Students and faculty at Rutgers University are on the brink of a historic strike, and it’s not just about the elements—salary, healthcare—that are normal features of negotiating a fair contract. It’s about how, collectively, we do our work. Although the administration has tried to de-link them, student learning conditions reflect teaching conditions—not just for full-time faculty, but especially for contingent instructors who do the heavy lifting of teaching the core curriculum. When university leadership treats part-time faculty as disposable, students experience upheaval. When university administrators treat students as conciliatory consumers, teachers likewise recognize neglect.

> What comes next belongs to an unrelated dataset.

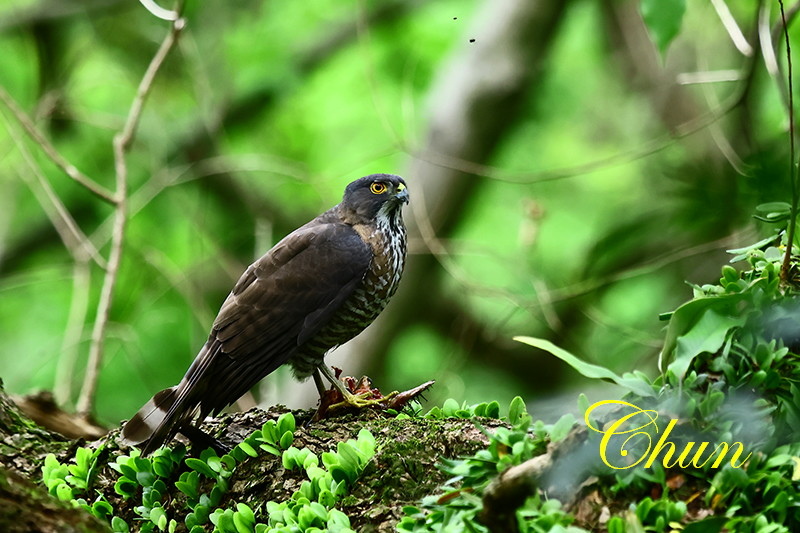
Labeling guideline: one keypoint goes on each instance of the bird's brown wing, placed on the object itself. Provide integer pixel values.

Part of that neglect is the expectation that professional teaching can be sustained by casual labor. Like hundreds of other committed faculty members of Rutgers American Association of University Professors and American Federation of Teachers union (AAUP-AFT), I do not have a contract for next year. Although I have been teaching at Rutgers for only the past four years, countless other faculty have done this do-si-do dance—one in which we plan our lives from year to year—for more than two decades.

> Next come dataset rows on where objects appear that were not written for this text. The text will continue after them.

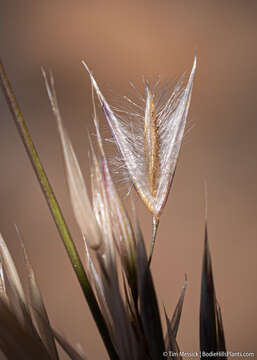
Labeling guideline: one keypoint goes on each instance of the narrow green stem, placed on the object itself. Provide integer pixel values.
(155, 226)
(56, 213)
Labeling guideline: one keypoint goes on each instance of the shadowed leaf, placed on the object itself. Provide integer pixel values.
(149, 309)
(175, 320)
(171, 343)
(73, 354)
(178, 310)
(211, 328)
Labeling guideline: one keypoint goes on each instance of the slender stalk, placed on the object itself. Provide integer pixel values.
(56, 213)
(155, 226)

Here is an example: I began at Rutgers as a part-time lecturer (PTL) in 2019 and was promoted to a non-tenure track (NTT) position in 2022. Next year, due to so-called budgetary constraints, the position will likely revert to PTL status. True to the central conceit of contemporary academic life—that we are all lucky to be here, no matter what—I am supposed to accept what amounts to a 50 percent pay cut for the same amount of work, if not more.

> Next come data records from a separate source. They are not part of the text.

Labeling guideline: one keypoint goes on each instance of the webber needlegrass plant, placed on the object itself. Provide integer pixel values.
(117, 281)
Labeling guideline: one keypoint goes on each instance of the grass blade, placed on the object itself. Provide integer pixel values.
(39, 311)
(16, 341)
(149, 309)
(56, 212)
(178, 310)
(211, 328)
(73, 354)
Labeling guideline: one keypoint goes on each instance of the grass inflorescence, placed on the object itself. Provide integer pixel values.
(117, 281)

The situation I just described represents an erosion of labor conditions at Rutgers since before the pandemic. In 2019, the faculty union applied rigorous pressure on the administration and made significant gains. As former AAUP-AFT union president and Rutgers colleague Deepa Kumar described in a Jacobin interview in April 2019:
Let me first talk about the class demands. We won job security for our NTT colleagues and grad employees. In our last contract, we fought for and won a 43 percent increase in the base wages of our NTT colleagues and a promotion process. This time, we won meaningful job security for NTTs who until now had few, if any, protections against arbitrary non-renewals.
As Kumar noted, as an equity issue, these demands went well beyond teaching status. “For the first time in our fifty-year history,” she emphasized, “our union has made it possible for women faculty and faculty of color to obtain pay equity.”